Modal kerja perusahaan disarankan sebaiknya tersedia dalam jumlah dan nilai yang besar agar memberikan peluang bagi perusahaan untuk dapat beroperasi secara efisien dan tidak mengalami kekurangan atau kesulitan keuangan pada saat berjalan. Menurut pendapat Jumingan (2001) berikut ini adalah manfaat modal kerja yang jumlahnya besar dan cukup untuk menjalankan operasional:

  1. Memberikan perlindungan kepada perusahaan dari dampak negatif turunnya nilai aktiva lancar, misalnya adanya kerugian karena debitur tidak membayar, turunnya nilai persediaan karena harganya merosot.

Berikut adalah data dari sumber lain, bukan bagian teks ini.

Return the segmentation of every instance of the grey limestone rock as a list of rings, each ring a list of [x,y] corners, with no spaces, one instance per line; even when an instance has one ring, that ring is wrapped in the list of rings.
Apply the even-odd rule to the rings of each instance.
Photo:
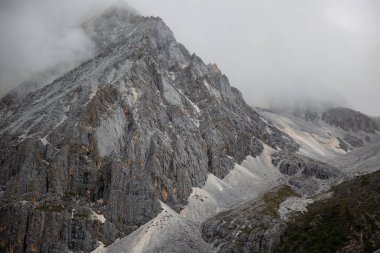
[[[318,179],[329,179],[341,175],[340,171],[331,165],[296,153],[275,153],[272,156],[272,163],[279,166],[281,173],[289,176],[302,174]]]
[[[363,140],[359,139],[358,137],[347,134],[344,138],[344,141],[346,141],[348,144],[350,144],[354,148],[360,148],[364,145]]]
[[[99,19],[85,24],[97,57],[0,101],[2,251],[91,251],[159,201],[180,211],[208,173],[224,177],[262,143],[298,149],[160,18],[111,8]]]
[[[279,217],[281,202],[297,194],[279,186],[262,197],[222,212],[202,224],[202,236],[217,252],[276,252],[286,222]]]
[[[375,133],[378,131],[376,121],[367,115],[348,108],[331,108],[323,112],[321,119],[330,125],[342,128],[346,131],[363,131]]]

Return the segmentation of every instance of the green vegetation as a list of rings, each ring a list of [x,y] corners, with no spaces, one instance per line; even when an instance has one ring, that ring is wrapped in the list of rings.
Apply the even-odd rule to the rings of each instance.
[[[380,172],[332,189],[290,222],[281,252],[373,252],[380,248]]]
[[[280,204],[289,197],[300,197],[290,186],[282,185],[274,191],[264,194],[263,200],[265,202],[264,213],[272,218],[278,218],[278,208]]]
[[[296,220],[284,237],[284,252],[336,252],[348,238],[346,206],[322,206]]]

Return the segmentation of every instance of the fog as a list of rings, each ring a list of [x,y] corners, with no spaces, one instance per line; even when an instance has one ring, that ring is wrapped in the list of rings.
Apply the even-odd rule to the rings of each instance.
[[[104,0],[0,0],[0,95],[48,68],[69,69],[93,56],[81,23]]]
[[[112,1],[2,0],[0,88],[90,57],[80,22]],[[380,115],[380,1],[129,0],[217,63],[254,106],[299,101]],[[296,102],[295,102],[296,101]]]
[[[130,3],[161,16],[188,49],[217,63],[251,105],[304,98],[380,115],[380,1]]]

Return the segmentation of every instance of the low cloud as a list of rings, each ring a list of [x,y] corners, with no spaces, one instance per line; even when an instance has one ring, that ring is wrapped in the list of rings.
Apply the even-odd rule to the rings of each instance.
[[[349,105],[380,115],[380,1],[130,0],[215,62],[251,105]]]
[[[33,73],[93,54],[80,28],[112,0],[0,2],[0,93]],[[299,100],[380,115],[377,0],[129,0],[217,63],[254,106]]]
[[[106,8],[100,0],[0,2],[0,94],[56,66],[70,68],[94,54],[81,23]]]

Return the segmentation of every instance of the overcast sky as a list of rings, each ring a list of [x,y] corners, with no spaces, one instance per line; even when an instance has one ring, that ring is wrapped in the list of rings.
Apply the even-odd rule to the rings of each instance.
[[[29,73],[68,55],[90,54],[91,50],[83,48],[91,48],[91,41],[83,38],[76,25],[88,13],[112,2],[0,1],[2,86],[14,78],[15,66]],[[206,63],[217,63],[251,105],[303,97],[380,115],[380,1],[127,2],[144,15],[161,16],[179,42]],[[33,39],[33,33],[39,38]],[[47,53],[36,62],[36,52]],[[28,69],[30,65],[38,67]]]

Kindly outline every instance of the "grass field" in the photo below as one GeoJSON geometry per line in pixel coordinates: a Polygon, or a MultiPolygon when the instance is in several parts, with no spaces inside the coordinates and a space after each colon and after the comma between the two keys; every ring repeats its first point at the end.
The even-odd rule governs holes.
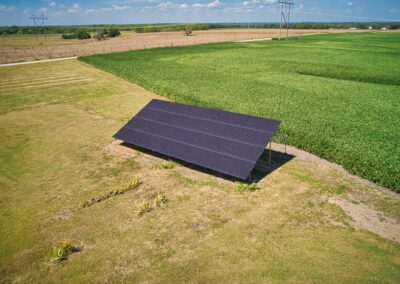
{"type": "MultiPolygon", "coordinates": [[[[85,41],[84,41],[85,42],[85,41]]],[[[86,41],[87,42],[87,41],[86,41]]],[[[65,40],[61,34],[44,35],[0,35],[0,47],[29,47],[29,46],[57,46],[65,44],[82,43],[80,40],[65,40]]]]}
{"type": "Polygon", "coordinates": [[[246,191],[114,143],[154,97],[76,60],[0,68],[1,283],[398,281],[398,241],[330,200],[392,229],[399,195],[300,156],[246,191]]]}
{"type": "Polygon", "coordinates": [[[282,121],[278,141],[400,192],[400,33],[81,58],[178,102],[282,121]]]}

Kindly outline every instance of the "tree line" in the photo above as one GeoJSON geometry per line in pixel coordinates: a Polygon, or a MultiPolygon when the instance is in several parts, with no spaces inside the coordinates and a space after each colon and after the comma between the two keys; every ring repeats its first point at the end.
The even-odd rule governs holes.
{"type": "MultiPolygon", "coordinates": [[[[207,24],[126,24],[126,25],[85,25],[85,26],[8,26],[0,27],[0,34],[77,34],[79,31],[87,33],[102,29],[118,29],[120,31],[135,31],[137,33],[185,31],[187,26],[192,30],[211,30],[229,28],[268,29],[279,28],[279,23],[207,23],[207,24]]],[[[291,29],[400,29],[400,22],[301,22],[291,23],[291,29]]]]}

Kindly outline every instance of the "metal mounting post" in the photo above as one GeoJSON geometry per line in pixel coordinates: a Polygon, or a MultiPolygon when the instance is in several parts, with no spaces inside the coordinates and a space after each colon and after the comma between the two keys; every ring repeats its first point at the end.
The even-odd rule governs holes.
{"type": "Polygon", "coordinates": [[[271,165],[271,156],[272,156],[272,140],[269,141],[269,158],[268,158],[268,165],[271,165]]]}

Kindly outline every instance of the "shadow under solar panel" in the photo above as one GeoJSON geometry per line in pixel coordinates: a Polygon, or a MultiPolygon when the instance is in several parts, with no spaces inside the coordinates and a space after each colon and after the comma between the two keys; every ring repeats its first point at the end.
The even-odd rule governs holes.
{"type": "Polygon", "coordinates": [[[246,179],[280,122],[152,100],[114,138],[246,179]]]}

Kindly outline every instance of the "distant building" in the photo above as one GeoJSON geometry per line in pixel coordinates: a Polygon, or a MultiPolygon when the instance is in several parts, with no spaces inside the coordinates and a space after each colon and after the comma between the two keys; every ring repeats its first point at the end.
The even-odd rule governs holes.
{"type": "Polygon", "coordinates": [[[357,28],[350,28],[350,30],[356,30],[357,28]]]}
{"type": "Polygon", "coordinates": [[[386,30],[387,30],[386,27],[381,28],[381,31],[386,31],[386,30]]]}
{"type": "Polygon", "coordinates": [[[373,27],[369,27],[368,29],[369,29],[369,30],[373,30],[374,28],[373,28],[373,27]]]}

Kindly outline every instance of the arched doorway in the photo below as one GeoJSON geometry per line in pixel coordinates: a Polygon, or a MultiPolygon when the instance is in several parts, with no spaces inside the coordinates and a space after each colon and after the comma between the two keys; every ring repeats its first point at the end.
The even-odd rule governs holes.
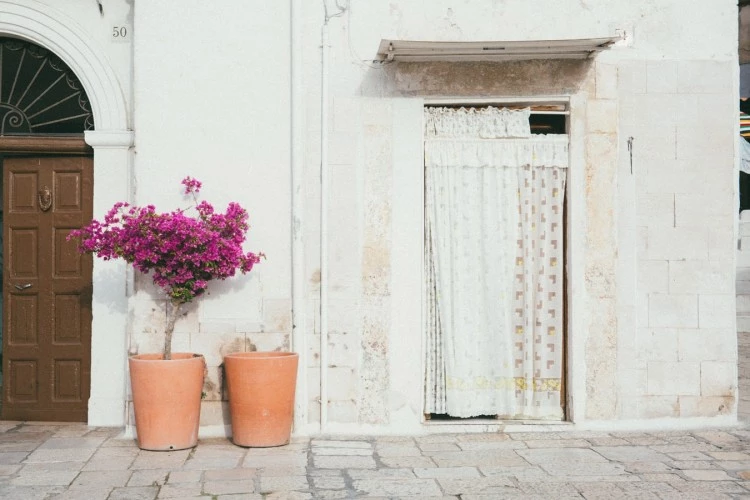
{"type": "MultiPolygon", "coordinates": [[[[131,193],[134,134],[125,89],[132,68],[122,60],[117,62],[111,46],[81,25],[78,15],[75,2],[52,7],[28,0],[0,0],[0,36],[45,47],[83,84],[96,125],[85,131],[84,140],[94,152],[94,211],[100,214],[118,201],[129,201],[131,193]]],[[[122,263],[94,262],[89,425],[125,424],[128,276],[122,263]]]]}
{"type": "Polygon", "coordinates": [[[66,236],[93,215],[93,127],[64,62],[0,37],[4,419],[88,420],[92,261],[66,236]]]}

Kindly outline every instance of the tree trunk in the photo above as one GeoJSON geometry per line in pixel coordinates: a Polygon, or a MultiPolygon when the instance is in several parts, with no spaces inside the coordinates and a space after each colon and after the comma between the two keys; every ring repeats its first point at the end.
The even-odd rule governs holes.
{"type": "Polygon", "coordinates": [[[177,321],[177,315],[180,314],[182,302],[171,301],[172,310],[167,317],[167,328],[164,330],[164,359],[172,359],[172,332],[174,324],[177,321]]]}

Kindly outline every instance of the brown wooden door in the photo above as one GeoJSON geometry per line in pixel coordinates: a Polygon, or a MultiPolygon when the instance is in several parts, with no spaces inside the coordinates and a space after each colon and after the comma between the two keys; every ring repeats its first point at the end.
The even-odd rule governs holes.
{"type": "Polygon", "coordinates": [[[92,257],[66,237],[93,214],[91,158],[4,158],[3,212],[2,418],[85,422],[92,257]]]}

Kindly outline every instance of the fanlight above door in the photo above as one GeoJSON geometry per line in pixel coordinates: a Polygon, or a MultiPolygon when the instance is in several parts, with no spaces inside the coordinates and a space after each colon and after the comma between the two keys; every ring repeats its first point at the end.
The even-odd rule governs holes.
{"type": "Polygon", "coordinates": [[[93,128],[86,92],[65,63],[38,45],[0,37],[0,136],[93,128]]]}

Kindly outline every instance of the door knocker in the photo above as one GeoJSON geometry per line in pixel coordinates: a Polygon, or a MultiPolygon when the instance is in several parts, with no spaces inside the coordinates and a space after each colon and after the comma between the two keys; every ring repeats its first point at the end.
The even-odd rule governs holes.
{"type": "Polygon", "coordinates": [[[52,191],[49,187],[44,186],[44,189],[39,190],[39,208],[42,212],[46,212],[52,206],[52,191]]]}

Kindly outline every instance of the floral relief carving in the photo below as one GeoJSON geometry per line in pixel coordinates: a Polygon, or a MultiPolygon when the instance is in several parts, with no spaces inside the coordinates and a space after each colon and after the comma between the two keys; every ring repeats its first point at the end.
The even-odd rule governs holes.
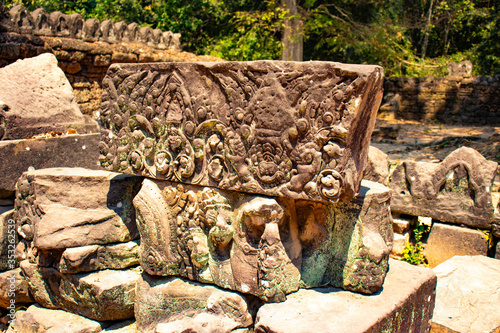
{"type": "Polygon", "coordinates": [[[383,74],[342,66],[112,65],[103,81],[101,165],[221,189],[348,200],[359,188],[383,74]]]}

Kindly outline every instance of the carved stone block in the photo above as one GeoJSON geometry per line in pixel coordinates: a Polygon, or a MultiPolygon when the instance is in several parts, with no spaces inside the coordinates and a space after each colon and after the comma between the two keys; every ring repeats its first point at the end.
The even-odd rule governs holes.
{"type": "Polygon", "coordinates": [[[62,274],[51,267],[22,261],[30,293],[50,309],[63,309],[94,320],[122,320],[134,317],[138,269],[103,270],[83,274],[62,274]]]}
{"type": "Polygon", "coordinates": [[[31,34],[35,22],[30,12],[22,5],[16,5],[9,11],[12,20],[12,28],[15,32],[21,34],[31,34]]]}
{"type": "Polygon", "coordinates": [[[61,273],[124,269],[139,264],[139,242],[87,245],[65,249],[55,265],[61,273]]]}
{"type": "Polygon", "coordinates": [[[137,282],[134,308],[137,329],[143,333],[231,332],[253,323],[255,311],[249,299],[214,286],[143,273],[137,282]],[[196,330],[206,318],[208,326],[196,330]],[[167,330],[167,325],[189,329],[167,330]]]}
{"type": "Polygon", "coordinates": [[[491,186],[497,163],[472,148],[453,151],[441,163],[405,161],[392,173],[393,212],[491,229],[491,186]]]}
{"type": "Polygon", "coordinates": [[[18,231],[45,250],[136,239],[131,201],[141,181],[82,168],[25,172],[16,185],[18,231]]]}
{"type": "Polygon", "coordinates": [[[143,269],[285,300],[299,286],[382,286],[390,190],[364,181],[348,204],[265,198],[145,179],[134,198],[143,269]]]}
{"type": "Polygon", "coordinates": [[[49,14],[43,8],[35,9],[31,13],[35,25],[35,34],[42,36],[52,36],[52,26],[50,25],[49,14]]]}
{"type": "Polygon", "coordinates": [[[82,39],[86,42],[95,42],[101,35],[100,23],[96,18],[89,18],[82,28],[82,39]]]}
{"type": "Polygon", "coordinates": [[[255,194],[348,201],[359,190],[383,70],[330,62],[115,64],[101,165],[255,194]]]}

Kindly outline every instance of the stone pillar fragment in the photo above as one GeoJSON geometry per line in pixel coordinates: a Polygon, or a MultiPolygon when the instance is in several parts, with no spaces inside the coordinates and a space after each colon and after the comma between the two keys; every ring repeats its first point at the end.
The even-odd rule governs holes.
{"type": "Polygon", "coordinates": [[[380,67],[330,62],[115,64],[103,80],[101,165],[225,190],[349,201],[382,82],[380,67]]]}

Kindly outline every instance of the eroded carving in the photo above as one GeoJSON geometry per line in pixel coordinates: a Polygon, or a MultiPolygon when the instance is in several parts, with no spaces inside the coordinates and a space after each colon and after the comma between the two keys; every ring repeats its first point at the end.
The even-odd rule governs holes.
{"type": "Polygon", "coordinates": [[[376,292],[392,246],[390,190],[332,205],[145,179],[134,198],[140,263],[279,302],[299,286],[376,292]]]}
{"type": "Polygon", "coordinates": [[[100,29],[99,20],[96,18],[90,18],[83,24],[82,39],[86,42],[95,42],[99,39],[100,29]]]}
{"type": "Polygon", "coordinates": [[[101,36],[100,40],[107,43],[116,43],[116,33],[115,33],[115,25],[110,20],[105,20],[101,22],[101,36]]]}
{"type": "Polygon", "coordinates": [[[441,163],[404,161],[391,175],[392,209],[490,229],[496,170],[497,163],[467,147],[453,151],[441,163]]]}
{"type": "Polygon", "coordinates": [[[101,165],[188,184],[336,202],[358,191],[382,69],[250,62],[112,66],[101,165]]]}
{"type": "Polygon", "coordinates": [[[42,36],[52,36],[52,26],[49,21],[49,14],[43,8],[38,8],[31,13],[35,25],[35,34],[42,36]]]}
{"type": "Polygon", "coordinates": [[[33,32],[35,22],[24,6],[12,7],[9,14],[13,23],[12,27],[16,32],[21,34],[31,34],[33,32]]]}
{"type": "Polygon", "coordinates": [[[49,15],[54,34],[60,37],[71,36],[70,26],[68,22],[68,15],[61,12],[52,12],[49,15]]]}

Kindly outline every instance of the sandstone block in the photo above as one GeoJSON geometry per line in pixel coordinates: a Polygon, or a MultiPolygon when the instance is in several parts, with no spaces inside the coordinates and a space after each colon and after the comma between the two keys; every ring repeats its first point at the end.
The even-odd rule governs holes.
{"type": "Polygon", "coordinates": [[[34,304],[26,311],[17,312],[15,325],[9,327],[7,332],[98,333],[102,332],[102,324],[74,313],[45,309],[34,304]]]}
{"type": "Polygon", "coordinates": [[[132,198],[141,181],[82,168],[25,172],[16,185],[21,236],[45,250],[136,239],[132,198]]]}
{"type": "Polygon", "coordinates": [[[65,249],[56,268],[61,273],[124,269],[139,264],[139,242],[87,245],[65,249]]]}
{"type": "Polygon", "coordinates": [[[250,311],[245,297],[209,285],[146,273],[137,283],[135,318],[138,331],[144,333],[176,332],[168,328],[192,329],[203,322],[220,329],[213,332],[231,332],[253,323],[250,311]]]}
{"type": "Polygon", "coordinates": [[[391,208],[413,216],[491,229],[491,186],[497,163],[472,148],[453,151],[441,163],[405,161],[392,173],[391,208]]]}
{"type": "Polygon", "coordinates": [[[431,332],[500,330],[500,260],[456,256],[434,272],[438,283],[431,332]]]}
{"type": "Polygon", "coordinates": [[[28,169],[101,169],[99,137],[95,133],[0,141],[0,189],[14,192],[17,179],[28,169]]]}
{"type": "Polygon", "coordinates": [[[134,198],[140,263],[269,302],[300,285],[374,293],[392,247],[390,193],[363,181],[355,200],[333,205],[145,179],[134,198]]]}
{"type": "Polygon", "coordinates": [[[485,256],[488,253],[488,245],[484,236],[478,230],[434,223],[425,245],[424,255],[431,268],[453,256],[485,256]]]}
{"type": "Polygon", "coordinates": [[[404,234],[405,232],[410,230],[411,221],[404,218],[396,218],[392,219],[392,229],[395,233],[404,234]]]}
{"type": "Polygon", "coordinates": [[[253,194],[348,201],[382,94],[377,66],[115,64],[103,80],[101,165],[253,194]]]}
{"type": "Polygon", "coordinates": [[[394,242],[392,244],[391,257],[400,259],[403,256],[403,250],[407,243],[410,242],[410,233],[405,232],[404,234],[394,234],[394,242]]]}
{"type": "Polygon", "coordinates": [[[0,307],[8,308],[11,300],[16,306],[34,302],[28,292],[28,282],[21,275],[21,268],[0,273],[0,307]]]}
{"type": "Polygon", "coordinates": [[[368,163],[363,179],[389,185],[389,156],[377,147],[370,146],[368,163]]]}
{"type": "Polygon", "coordinates": [[[76,104],[73,89],[51,53],[18,60],[0,68],[0,101],[4,105],[0,140],[27,139],[50,131],[96,132],[76,104]]]}
{"type": "Polygon", "coordinates": [[[138,270],[103,270],[84,274],[61,274],[55,268],[27,261],[21,269],[28,278],[35,301],[46,308],[63,309],[105,321],[133,318],[138,270]]]}
{"type": "Polygon", "coordinates": [[[390,259],[384,288],[362,296],[336,288],[299,290],[257,312],[255,333],[426,332],[434,309],[432,270],[390,259]]]}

  2. Memberikan peluang kepada perusahaan untuk melunasi hutang dan kewajibannya dalam jangka pendek dan tepat pada waktunya.
  3. Memungkinkan bagi perusahaan untuk dapat membeli faktor produksi atau barang dengan metode tunai sehingga memperoleh keuntungan dari potongan harga.
  4. Memberikan jaminan kepada perusahaan untuk memiliki reputasi kredit (credit standing) yang baik dan dapat mengatasi beberapa peristiwa yang tidak diduga seperti kecelakaan kerja, kerusakan infrastruktur, kebakaran bangunan, pencurian dan lain-lain.
  5. Memungkinkan bagi perusahaan untuk memiliki persediaan dalam nilai yang besar guna memberikan pelayanan permintaan dari konsumen.
  6. Memungkinkan bagi perusahaan untuk dapat memberikan atau menegosiasikan syarat kredit yang menguntungkan kepada pelanggan sehingga meningkatkan penjualan secara signifikan.
  7. Memungkinkan bagi perusahaan untuk dapat beroperasi lebih efisien karena tidak ada kesulitan pada saat memperoleh bahan baku produksi, jasa, dan pada saat proses suplai.
  8. Memungkinkan bagi perusahaan untuk mampu bertahan dalam kondisi ekonomi resesi atau depresi. 
Sumber Pustaka:
  • Amin, Widjaja Tunggal, 2000. Dasar-Dasar Analisis Laporan Keuangan. Jakarta: Rineka Cipta
  • Atmaja Lukas Setia, 2008, Teori dan Praktek Manajemen Keuangan. Yogyakarta: Penerbit Andi
  • Jumingan. 2011. AnalisisLaporanKeuangan. Jakarta: BumiAksara.
  • Myers, S. c., 1984, Capital Structure Puzzle, Journal of Finance, 39 (3), pp 575-592.
  • Munawir, 2014, Analisis Laporan Keuangan, Penerbit Liberty, Yogyakarta
  • Riyanto,Bambang. 2008. Dasar-Dasar Pembelanjaan Perusahaan, Ed Keempat, Cetakan Kedelapan.Yogyakarta:BPFE
  • Sutrisno (2006), Akuntansi Penyusunan Laporan Keuangan, Jakarta, Salemba Empat.